You think I'm paraphrasing. I'm not:
U.S. Rep. Lynn Jenkins offered encouragement to conservatives at a town hall forum that the Republican Party would embrace a "great white hope" capable of thwarting the political agenda endorsed by Democrats who control Congress and President Barack Obama.
Jenkins, a Topeka Republican in her first term in Congress, shared thoughts about the GOP's political future during an Aug. 19 forum at Fisher Community Center in the northeast Kansas community of Hiawatha.
In response to inquiries by The Topeka Capital-Journal, a Jenkins spokeswoman said Wednesday the congresswoman wanted to apologize for her word choice and to emphasize she had no intention of expressing herself in an offensive manner.
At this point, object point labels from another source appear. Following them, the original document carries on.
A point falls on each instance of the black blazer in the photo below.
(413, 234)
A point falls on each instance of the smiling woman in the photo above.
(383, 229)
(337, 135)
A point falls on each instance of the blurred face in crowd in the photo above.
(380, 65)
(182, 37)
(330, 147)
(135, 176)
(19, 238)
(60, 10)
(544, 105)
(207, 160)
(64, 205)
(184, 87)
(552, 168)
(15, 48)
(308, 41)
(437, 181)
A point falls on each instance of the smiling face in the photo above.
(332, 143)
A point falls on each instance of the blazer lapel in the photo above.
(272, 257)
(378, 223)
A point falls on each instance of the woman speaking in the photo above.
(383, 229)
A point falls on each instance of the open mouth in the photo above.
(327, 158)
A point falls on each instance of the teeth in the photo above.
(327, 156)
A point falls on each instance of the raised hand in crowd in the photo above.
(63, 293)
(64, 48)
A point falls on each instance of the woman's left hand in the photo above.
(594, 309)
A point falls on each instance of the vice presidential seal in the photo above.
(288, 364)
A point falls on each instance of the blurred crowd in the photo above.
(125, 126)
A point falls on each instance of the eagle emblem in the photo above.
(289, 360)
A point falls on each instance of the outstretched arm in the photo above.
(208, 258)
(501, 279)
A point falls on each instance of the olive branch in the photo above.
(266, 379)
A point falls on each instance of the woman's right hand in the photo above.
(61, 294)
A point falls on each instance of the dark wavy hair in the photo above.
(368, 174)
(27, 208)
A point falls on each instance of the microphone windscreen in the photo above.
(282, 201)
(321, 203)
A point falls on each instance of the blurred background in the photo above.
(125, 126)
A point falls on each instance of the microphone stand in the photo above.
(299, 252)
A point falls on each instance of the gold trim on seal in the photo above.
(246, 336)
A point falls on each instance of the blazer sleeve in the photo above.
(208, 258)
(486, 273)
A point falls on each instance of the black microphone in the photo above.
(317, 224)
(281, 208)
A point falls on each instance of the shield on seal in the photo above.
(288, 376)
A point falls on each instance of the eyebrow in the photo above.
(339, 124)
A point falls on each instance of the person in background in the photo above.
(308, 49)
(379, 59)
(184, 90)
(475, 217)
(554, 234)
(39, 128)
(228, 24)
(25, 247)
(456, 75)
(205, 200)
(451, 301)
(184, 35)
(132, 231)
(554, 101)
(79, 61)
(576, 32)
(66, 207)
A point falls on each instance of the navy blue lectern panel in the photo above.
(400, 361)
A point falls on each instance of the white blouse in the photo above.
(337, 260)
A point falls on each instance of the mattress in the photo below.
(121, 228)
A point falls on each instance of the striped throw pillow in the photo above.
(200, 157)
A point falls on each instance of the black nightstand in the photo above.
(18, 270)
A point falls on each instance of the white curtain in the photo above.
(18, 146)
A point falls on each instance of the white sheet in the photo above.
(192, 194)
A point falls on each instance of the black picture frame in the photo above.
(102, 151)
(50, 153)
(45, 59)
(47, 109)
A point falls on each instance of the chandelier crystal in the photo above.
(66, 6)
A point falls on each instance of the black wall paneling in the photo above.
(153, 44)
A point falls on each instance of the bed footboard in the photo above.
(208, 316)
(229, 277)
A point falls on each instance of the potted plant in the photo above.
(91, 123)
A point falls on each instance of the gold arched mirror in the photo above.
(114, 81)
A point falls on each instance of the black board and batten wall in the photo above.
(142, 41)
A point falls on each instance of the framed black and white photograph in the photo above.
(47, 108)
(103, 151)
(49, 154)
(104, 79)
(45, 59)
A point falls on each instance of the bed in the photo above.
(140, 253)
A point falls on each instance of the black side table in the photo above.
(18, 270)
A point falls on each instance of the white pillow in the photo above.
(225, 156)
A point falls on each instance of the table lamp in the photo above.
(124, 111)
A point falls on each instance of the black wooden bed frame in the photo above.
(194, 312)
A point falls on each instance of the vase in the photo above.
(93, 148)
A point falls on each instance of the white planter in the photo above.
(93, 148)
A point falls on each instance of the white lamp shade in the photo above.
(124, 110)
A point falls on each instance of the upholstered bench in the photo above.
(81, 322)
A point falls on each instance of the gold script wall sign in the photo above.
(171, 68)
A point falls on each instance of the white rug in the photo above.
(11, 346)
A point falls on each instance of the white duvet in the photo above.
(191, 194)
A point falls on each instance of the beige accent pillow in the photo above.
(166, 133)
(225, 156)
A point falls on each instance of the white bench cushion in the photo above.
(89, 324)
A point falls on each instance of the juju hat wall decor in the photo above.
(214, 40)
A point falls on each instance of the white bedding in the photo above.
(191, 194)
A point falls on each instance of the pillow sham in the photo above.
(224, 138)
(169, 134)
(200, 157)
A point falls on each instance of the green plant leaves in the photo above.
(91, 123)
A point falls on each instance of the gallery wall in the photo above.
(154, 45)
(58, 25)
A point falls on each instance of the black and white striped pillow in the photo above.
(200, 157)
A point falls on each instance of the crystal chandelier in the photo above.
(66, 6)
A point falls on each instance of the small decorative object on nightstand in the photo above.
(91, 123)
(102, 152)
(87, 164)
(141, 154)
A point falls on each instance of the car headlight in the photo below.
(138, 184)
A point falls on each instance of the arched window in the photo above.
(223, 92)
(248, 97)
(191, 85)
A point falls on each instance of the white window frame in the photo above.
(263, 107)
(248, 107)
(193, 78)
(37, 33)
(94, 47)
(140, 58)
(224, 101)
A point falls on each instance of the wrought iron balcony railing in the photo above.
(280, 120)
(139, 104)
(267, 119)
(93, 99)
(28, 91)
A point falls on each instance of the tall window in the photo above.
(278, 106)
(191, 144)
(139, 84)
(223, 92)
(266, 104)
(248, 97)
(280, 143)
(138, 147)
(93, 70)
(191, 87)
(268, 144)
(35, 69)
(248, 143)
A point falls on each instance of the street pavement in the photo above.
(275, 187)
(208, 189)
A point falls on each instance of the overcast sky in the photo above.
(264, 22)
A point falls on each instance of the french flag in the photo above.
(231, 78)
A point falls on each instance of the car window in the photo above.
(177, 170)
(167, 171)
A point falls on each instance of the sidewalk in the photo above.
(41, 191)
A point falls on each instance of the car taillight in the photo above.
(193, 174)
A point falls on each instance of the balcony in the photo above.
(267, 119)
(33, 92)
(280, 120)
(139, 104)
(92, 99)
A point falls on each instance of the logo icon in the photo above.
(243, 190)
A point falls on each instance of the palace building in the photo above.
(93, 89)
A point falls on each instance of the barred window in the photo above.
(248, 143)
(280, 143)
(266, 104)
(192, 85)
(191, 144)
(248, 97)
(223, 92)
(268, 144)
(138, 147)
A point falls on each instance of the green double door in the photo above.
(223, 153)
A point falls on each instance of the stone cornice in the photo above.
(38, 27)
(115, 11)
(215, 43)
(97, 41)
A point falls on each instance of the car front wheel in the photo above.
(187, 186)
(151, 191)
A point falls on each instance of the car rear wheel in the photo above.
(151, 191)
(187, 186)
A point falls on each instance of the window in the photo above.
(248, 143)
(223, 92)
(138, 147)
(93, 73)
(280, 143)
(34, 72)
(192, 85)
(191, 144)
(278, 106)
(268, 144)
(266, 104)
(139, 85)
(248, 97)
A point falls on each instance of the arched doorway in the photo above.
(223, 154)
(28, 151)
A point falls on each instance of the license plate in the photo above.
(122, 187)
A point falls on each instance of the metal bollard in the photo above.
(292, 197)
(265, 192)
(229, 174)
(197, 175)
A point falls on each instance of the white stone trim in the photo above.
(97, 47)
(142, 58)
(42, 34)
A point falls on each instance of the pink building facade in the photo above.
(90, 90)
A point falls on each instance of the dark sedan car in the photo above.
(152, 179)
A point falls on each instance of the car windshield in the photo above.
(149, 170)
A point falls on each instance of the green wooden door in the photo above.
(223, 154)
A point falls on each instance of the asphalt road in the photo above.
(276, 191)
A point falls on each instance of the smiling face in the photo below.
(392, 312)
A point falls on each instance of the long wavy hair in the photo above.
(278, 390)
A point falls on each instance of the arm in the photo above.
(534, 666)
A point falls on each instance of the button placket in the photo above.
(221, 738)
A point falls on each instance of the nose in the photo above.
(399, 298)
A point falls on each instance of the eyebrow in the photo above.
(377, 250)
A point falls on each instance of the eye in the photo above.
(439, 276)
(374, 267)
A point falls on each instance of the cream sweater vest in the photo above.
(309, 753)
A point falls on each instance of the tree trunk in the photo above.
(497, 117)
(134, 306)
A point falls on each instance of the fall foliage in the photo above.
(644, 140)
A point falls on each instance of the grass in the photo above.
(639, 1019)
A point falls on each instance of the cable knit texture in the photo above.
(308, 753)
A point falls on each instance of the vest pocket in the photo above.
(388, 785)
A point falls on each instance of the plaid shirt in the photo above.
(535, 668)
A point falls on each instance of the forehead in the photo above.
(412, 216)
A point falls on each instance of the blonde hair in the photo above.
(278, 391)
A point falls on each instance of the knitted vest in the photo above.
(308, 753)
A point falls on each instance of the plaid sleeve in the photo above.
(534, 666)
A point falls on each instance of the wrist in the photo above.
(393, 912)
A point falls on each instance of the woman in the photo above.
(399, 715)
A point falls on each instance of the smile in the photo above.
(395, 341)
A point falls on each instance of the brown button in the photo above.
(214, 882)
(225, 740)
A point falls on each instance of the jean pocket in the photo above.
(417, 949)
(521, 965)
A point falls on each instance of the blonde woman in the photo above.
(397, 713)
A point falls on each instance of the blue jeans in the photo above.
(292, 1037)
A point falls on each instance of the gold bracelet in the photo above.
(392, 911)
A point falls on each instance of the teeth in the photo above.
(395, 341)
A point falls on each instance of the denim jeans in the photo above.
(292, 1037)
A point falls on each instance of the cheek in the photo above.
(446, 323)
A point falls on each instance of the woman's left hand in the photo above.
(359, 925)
Jenkins told people at the Hiawatha forum the nation could benefit from inspired leadership of a group of "really sharp" young Republicans in the House, particularly Rep. Eric Cantor, R-Va. Cantor was mentioned as a possible GOP vice presidential candidate in 2008 and is thought to be interested in seeking the Republican nomination for president in 2012.
"Republicans are struggling right now to find the great white hope," Jenkins said to the crowd. "I suggest to any of you who are concerned about that, who are Republican, there are some great young Republican minds in Washington."
Matt, who's owed a hat-tip, offers some sympathy:
Now to be fair, there are virtually no non-white Republican members of congress, so in suggesting that the party's future hopes rest essentially on white talent Jenkins was arguably just stating the obvious. Joseph Cao has basically no chance of being re-elected, and that leaves the GOP with white people and the South Florida troika of Ros-Lehtinen and the Diaz-Balart brothers, none of whom are really going places.
Sarcasm aside, again, the problem is that Jenkins hails from a party that has, historically, scorned talk of "diversity," believes political correctness has run amok, and thinks that the worst discrimination happens to white people. When you don't practice talking to people who aren't like you, you tend to not be very good at it. This didn't mean much twenty or thirty years ago--Who cares about a few Negroes in Harlem or Atlanta?--but the country is changing. The GOP, as we all know, isn't changing with it.
I can imagine some defense of the phrase "great white hope," as a kind of generic tag. But any politicians whose spent a portion of their career talking to black people, who knows the racist history of the phrase, or has some inkling of what it means to have a first black president, would know that invoking the phrase is a bad idea.
All of that said, it's worth noting that Rep. Jenkins apologized for her words--as opposed to apologizing "if anyone was offended by her words." It's a shame that we have to give people points for that.